Schools unable to meet their funding requirements are forced to make drastic spending cuts to avoid shutting down. Extracurricular activities have been stopped. Snacks and drinks for students have been removed from the classrooms. Even necessities such as electricity and heating are under threat, due to widespread power outages and high fuel prices.

This circumstance led teachers to stage strikes that closed hundreds of schools across Lebanon for months early this year and lasting until mid-March. Negotiations are still on between the teachers’ unions and the Ministry of Education over working conditions and pay, casting a shadow over whether some schools will be reopening next term without a clear resolution.

International agencies, NGOs providing aid

International agencies and NGOs are currently providing a vital aid to Lebanon’s embattled educators. UNICEF alone has dispersed almost $14 million to more than 1,000 public schools, as well as delivering in-kind donations – such as books and stationery – and providing cash assistance to the families of approximately 100,000 children to cover transportation costs.

They have also initiated a new Productivity Allowance scheme – funded jointly by donors, UNICEF and the World Bank – to secure the pay of more than 13,000 special contract teachers and administrative staff. This initiative also supports an extension of school services into the summer, hoping to redress the severe disruption to children’s education in recent years.
“We are keeping the schools open for at least six weeks to run summer schools,” explained Higgins. “It’s absolutely essential that students try to recoup some of their learning losses.”

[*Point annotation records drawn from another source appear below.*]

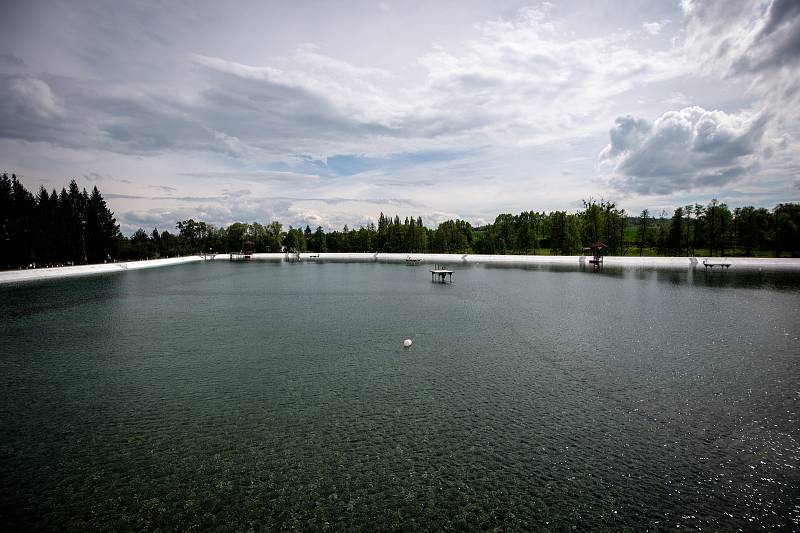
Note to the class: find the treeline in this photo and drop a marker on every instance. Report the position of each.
(50, 229)
(76, 227)
(711, 230)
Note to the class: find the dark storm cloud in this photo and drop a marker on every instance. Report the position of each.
(11, 60)
(778, 43)
(683, 150)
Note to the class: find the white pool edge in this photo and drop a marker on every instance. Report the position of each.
(682, 263)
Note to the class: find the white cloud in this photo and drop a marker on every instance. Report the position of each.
(654, 28)
(683, 150)
(35, 97)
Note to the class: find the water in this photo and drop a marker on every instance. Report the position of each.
(273, 396)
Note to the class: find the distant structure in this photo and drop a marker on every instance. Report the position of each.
(441, 274)
(245, 254)
(709, 267)
(597, 249)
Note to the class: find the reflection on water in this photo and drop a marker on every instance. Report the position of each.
(269, 395)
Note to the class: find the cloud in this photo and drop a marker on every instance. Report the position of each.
(654, 28)
(754, 40)
(255, 175)
(11, 60)
(683, 150)
(33, 97)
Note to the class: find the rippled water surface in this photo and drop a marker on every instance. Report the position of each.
(223, 396)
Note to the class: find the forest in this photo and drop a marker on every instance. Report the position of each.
(74, 226)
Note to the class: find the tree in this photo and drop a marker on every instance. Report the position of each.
(275, 236)
(643, 220)
(787, 229)
(102, 230)
(675, 236)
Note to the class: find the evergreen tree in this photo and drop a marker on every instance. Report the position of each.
(102, 230)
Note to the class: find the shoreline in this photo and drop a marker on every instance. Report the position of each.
(679, 263)
(37, 274)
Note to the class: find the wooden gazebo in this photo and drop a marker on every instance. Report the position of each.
(597, 249)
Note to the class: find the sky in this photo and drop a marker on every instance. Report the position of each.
(327, 113)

She further said: “Many children [who were] supposed to be getting ready for school and going to preschool during the COVID years [have] missed out on critical years of their development. [These children are] unable to recognize letters. They are not able to communicate properly [and] are very anxious in groups of other children. They’re definitely suffering from the lack of consistent access to education.”

The Lebanese government insists that it is doing everything in its powers to keep the schools open and find resources for the coming academic year. However, UNICEF maintains that there are urgent reforms that need to be undertaken before Lebanon’s education system is truly fit for the purpose again.

“We’re working to help [implement] measures such as reducing the number of teachers in areas where there is a surplus, opening new classrooms where they are needed, and closing classrooms where they are not,” explained Higgins.

“We’re [also] funding important policy work such as launching an inclusive education strategy and providing world-class technical assistance and support to the Ministry.”

The crisis has also afflicted many economic sectors across Lebanon – including education – with an alarming level of ‘brain drain,’ as large numbers of graduates and skilled professionals exit the local employment pool in search of better prospects and job security elsewhere.

Other countries in similar situations have historically struggled to attract back young, qualified emigrants but, without them, Lebanon’s future looks bleak.

“We are losing good teachers [because] they are going abroad,” said Trad. “Lots of teachers have changed their jobs or even their careers. They started working as waiters and that is going to be a very big risk for the future.”

“Even when schools get back on their feet,” warned Higgins, “it’s going to be hard to find graduates, teachers and education practitioners who have the experience to help get the schools back up and running again.”

Lebanon’s Ministry for Education was approached by Al Arabiya English, but it declined to comment.